The snake can spit venom from up to 9 feet away. Spitting is the primary form of defense. He is shy, and will not stand up for himself unless he is trapped.

If it wiggles, someone will feel immediate pain, swelling, irritation, vomiting and diarrhea. This is followed by high fever and breathing problems, which can lead to respiratory failure.

The majority of bites occur while people are sleeping. Research shows that vulnerable people may have health problems for years.


The dangerous reptile has a black throat and hood. Its body is about four feet long, and it has black, brown and white stripes. The institute says it is mostly nocturnal, and is often found on paved roads after it rains.

Dogs are not the only animals in dog parks, so beware

Community residents said they didn’t know a venomous snake was living in their area, and they’re worried — especially for their pets and children.

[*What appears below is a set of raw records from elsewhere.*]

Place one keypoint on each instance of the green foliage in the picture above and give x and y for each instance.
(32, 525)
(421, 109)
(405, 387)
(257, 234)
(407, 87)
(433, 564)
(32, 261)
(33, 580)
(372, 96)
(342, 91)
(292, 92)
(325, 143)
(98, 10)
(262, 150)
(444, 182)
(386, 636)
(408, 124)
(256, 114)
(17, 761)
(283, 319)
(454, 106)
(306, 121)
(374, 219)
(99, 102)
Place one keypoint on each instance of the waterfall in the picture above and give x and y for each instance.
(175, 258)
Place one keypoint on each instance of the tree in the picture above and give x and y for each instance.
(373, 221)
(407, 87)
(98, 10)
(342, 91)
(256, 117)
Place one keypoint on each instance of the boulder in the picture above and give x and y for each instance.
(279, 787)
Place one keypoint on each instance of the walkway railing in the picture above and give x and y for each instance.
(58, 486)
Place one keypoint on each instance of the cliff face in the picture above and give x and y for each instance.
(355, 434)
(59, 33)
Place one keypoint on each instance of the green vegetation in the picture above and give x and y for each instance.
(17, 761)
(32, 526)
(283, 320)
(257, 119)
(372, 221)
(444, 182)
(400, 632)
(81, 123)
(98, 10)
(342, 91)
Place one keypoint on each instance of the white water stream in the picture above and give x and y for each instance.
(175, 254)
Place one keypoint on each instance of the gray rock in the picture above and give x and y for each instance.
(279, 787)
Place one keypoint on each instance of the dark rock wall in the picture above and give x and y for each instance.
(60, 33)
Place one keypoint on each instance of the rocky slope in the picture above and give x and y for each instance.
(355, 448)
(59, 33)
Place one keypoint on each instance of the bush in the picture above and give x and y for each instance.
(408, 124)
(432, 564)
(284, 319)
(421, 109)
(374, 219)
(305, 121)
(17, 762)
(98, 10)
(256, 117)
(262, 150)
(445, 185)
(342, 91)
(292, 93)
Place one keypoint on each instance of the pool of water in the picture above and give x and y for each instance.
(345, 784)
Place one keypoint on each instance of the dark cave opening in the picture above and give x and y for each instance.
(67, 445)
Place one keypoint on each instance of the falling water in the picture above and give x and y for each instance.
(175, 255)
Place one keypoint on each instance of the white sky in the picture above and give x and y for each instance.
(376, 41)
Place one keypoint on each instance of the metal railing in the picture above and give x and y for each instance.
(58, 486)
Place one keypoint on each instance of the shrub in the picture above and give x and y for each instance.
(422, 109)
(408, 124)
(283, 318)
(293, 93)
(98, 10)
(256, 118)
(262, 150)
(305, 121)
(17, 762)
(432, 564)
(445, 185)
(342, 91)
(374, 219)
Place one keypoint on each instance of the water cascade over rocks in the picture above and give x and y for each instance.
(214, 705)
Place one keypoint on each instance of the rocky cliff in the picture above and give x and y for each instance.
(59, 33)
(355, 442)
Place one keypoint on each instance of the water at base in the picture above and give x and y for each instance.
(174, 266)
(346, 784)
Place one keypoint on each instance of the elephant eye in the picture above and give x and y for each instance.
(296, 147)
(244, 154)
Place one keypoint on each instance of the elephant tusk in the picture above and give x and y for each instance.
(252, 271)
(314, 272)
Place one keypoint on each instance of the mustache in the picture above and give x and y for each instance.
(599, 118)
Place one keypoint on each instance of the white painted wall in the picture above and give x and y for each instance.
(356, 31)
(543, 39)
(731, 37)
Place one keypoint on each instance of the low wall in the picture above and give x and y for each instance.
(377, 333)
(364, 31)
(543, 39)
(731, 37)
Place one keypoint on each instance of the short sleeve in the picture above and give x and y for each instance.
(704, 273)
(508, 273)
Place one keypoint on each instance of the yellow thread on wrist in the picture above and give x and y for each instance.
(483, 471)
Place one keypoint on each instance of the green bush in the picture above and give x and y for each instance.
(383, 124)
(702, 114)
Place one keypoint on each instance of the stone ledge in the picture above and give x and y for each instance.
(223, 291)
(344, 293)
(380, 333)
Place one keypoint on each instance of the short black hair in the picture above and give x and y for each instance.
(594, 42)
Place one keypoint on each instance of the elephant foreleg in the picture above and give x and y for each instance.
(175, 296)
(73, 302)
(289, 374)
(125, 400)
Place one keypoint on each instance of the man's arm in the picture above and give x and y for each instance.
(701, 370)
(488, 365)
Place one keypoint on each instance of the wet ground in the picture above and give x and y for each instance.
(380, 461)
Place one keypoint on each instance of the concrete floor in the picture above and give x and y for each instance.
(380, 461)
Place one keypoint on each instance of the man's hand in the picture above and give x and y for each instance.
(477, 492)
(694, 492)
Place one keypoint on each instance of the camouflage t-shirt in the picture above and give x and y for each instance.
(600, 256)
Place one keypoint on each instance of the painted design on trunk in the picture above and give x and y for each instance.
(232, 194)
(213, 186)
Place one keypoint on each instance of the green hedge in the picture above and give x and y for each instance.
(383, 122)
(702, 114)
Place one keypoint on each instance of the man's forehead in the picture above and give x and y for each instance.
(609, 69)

“It’s very concerning,” said Mark Pavlik, who lives in the Brittany Woods neighborhood. “It appears to be a very dangerous snake, and dogs like to smell the grass and check things out.” “It’s a serious concern.”

(Lam Yik Fai/The New York Times)

Police say the venomous snake came from a nearby house and call 911 immediately if you see it.

The snake was originally reported on a 911 call from a neighbor, who said he obtained a photo and video of it.

Snake bites kill more than 81,000 people worldwide each year, according to the World Health Organization. Most of these deaths occur in Africa, Asia, and Latin America.